I am sick of your incessant candy ass bellyaching over the impending Twinkie meltdown.
To hell with your sweet creamy centers. I don't care.
And while we're at it, to hell-hell with Ho-Hos as well-well. Have I ever peeled the "chocolate" coating off one of those mothers, unrolled the "cake" and removed the "cream" with my finger one bit at a time, licking off each smear? That's none of your goddamn business. Kiss my ass.
Sno Balls are an abomination. Ding Dong your schlong.
I was going to try this recipe and blog about it, with pictures and a Goat/Lil' OB taste test and all, until I got to this part: You will need a spice bottle, approximately the size of a Twinkie, ten 12 x 14 -inch pieces of aluminum foil, a cake decorator or pastry bag, and a chopstick.
Spice bottle?
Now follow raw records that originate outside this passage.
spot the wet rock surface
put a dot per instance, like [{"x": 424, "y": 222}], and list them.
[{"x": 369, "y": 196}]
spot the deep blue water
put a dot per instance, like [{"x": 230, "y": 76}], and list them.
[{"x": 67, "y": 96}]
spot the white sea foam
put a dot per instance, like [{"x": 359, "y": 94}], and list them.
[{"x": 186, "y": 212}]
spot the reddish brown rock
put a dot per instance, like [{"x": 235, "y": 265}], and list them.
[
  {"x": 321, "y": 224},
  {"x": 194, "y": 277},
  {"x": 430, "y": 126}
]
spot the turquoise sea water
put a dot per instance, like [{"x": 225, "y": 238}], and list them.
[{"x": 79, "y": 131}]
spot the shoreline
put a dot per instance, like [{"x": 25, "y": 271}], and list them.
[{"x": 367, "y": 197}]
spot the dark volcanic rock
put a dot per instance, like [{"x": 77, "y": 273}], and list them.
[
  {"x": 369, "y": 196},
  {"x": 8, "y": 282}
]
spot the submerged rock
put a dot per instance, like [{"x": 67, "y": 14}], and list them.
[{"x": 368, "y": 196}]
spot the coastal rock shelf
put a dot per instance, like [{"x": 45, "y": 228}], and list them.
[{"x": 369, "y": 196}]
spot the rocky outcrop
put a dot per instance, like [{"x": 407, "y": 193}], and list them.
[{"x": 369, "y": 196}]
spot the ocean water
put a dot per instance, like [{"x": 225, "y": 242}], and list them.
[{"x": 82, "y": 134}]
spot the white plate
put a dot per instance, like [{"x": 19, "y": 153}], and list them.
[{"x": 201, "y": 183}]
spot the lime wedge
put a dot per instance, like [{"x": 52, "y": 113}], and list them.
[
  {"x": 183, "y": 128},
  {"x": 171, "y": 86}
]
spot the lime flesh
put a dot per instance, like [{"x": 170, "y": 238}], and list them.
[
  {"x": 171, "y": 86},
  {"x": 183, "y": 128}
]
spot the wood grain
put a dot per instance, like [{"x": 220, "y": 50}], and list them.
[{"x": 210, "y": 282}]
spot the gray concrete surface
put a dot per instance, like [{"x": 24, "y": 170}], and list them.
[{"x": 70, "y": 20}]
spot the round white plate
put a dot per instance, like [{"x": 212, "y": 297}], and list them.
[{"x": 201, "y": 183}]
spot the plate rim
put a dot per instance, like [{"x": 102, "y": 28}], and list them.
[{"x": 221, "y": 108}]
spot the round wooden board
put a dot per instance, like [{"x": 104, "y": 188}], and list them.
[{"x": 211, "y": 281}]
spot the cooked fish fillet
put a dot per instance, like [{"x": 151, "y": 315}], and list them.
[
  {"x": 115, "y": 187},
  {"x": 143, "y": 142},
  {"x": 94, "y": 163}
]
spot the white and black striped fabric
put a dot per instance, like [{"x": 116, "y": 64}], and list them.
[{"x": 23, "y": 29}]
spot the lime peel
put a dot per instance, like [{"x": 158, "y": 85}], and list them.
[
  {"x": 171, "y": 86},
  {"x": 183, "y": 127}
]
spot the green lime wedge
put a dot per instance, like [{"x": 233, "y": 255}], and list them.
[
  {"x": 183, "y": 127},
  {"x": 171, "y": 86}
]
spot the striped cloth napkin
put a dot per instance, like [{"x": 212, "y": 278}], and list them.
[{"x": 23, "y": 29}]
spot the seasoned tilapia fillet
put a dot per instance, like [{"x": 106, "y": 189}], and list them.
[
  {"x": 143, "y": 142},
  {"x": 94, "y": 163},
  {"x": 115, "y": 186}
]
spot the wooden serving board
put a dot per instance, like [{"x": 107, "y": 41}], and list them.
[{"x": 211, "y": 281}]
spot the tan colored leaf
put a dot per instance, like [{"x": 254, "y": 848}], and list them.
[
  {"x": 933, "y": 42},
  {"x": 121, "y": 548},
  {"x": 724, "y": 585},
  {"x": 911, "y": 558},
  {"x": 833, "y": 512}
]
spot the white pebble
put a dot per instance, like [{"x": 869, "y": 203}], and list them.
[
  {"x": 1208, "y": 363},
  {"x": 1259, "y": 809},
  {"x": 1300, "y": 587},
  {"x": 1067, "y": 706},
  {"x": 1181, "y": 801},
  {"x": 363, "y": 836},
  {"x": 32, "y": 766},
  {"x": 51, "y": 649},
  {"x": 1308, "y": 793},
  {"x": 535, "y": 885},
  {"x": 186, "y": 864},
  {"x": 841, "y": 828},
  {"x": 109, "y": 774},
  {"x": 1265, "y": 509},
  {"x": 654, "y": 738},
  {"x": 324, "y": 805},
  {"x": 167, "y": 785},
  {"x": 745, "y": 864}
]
A chopstick? What the hell are we talking about here, a recipe or a scavenger hunt?
ATTENTION: Will someone please cue up an indignant rightie on his/her "The Mean Ol' Unions Took My Twinkies Away" rant?
I am in the process of developing the Plinkie. It'll be a cupcake thing (made from the cheapest generic yellow cake mix money can buy) with a dime-sized dot of red frosting/filling (the really shitty kind that comes in a tube that you squeeze) in the middle. Thing'll look like a boob. I'll wrap 'em up in plastic and sell them for a buck apiece via one of those self-serve type stands in my front yard (like one of your oldsters with their tomato and zucchini stands in the summer), complete with a coffee can to put your dollar(s) in and a stack of paper bags.
Yeah, I know. People will come and steal some cupcakes or money or bags. Maybe I'll put a secret cam out there and record who does what, live stream it on the Internet so you can find out if your boss or Aunt Gerrilyn is stealing Erin O'Brien's boob Plinkies, the miserable bastards.